亡くなった人から遺産を相続した際に、相続人が複数いた場合には、それらの人々の共有財産という扱いになります。
しかし、たとえば土地や建物、自動車などといったものは、現金とは違って容易に人数分にわけることが難しいため、共有名義では不都合が生じることになります。こうした場合、誰がどのような財産を取得するのかを、全員で話し合いをして、その合意にもとづいた遺産の分割を行うというのが一般的です。
これを遺産分割協議とよび、合意した内容を記載したものが、遺産分割協議書とよばれる書面となります。この協議書には、内容がたしかであることを証明するため、協議にあつまった全員が署名捺印をするのがふつうです。
また、この書面は、不動産や自動車の名義を変更する際にも、証拠書類として官公署に提出する必要があるため、特に法律的な手続き上も重要なものといえます。

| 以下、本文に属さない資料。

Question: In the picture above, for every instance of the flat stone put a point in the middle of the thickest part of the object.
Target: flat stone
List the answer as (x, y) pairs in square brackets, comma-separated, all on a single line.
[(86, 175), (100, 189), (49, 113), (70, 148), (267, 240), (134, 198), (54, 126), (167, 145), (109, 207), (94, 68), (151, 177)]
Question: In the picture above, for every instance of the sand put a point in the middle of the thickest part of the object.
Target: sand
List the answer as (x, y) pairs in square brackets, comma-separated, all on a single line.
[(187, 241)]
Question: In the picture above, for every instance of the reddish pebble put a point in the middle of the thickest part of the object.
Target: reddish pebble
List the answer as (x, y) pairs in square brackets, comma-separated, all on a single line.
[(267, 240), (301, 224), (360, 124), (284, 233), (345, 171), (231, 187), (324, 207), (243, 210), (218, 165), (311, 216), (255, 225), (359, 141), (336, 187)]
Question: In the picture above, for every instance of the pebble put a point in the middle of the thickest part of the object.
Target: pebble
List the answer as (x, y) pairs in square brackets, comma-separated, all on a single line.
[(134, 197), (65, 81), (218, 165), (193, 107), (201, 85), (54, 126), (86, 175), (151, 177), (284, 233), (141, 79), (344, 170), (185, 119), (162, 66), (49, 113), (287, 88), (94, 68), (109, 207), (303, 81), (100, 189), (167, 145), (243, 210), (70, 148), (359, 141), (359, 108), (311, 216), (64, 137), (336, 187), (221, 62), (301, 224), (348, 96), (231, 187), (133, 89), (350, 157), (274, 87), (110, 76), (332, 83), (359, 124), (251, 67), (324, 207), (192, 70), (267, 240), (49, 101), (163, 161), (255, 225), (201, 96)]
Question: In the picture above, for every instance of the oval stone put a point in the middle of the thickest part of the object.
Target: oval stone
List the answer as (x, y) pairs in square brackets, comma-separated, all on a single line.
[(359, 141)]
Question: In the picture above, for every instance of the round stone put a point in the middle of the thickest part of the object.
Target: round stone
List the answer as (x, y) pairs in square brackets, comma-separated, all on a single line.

なお、実際に提出するにあたっては、相続人の印鑑登録証明書などといった証拠書類が別に必要になることがあります。
相続というものは、必然的に財産がかかわるものですので、その分割をめぐって、なにかと親族や家族同士のトラブルに発展しやすいという傾向を有しています。
特に、亡くなった人の財産を親族の誰かが一括管理しており、他の相続人にはその状況がよくわからない場合や、亡くなった人の介護を献身的につとめた家族がいたいっぽうで、特にめんどうもみずに遠くで生活していた家族がいるなど、亡くなった人との間柄に落差がある場合などは、こうしたトラブルが顕在化しやすいといえます。
こうした場合には、当事者同士で直接的に遺産分割協議を行うと、円満解決どころか、対立がかえって深まってしまう可能性がありますので、家庭裁判所による調停制度を利用するというのもひとつの方法です。
調停制度というのは、当事者の申立てによって、裁判所から選任された調停委員とよばれる人々が、当事者のなかだちをしたり、意見の調整をしたりして、トラブルの円満解決を目指すという制度であり、申立ての手続きもきわめて簡単なものです。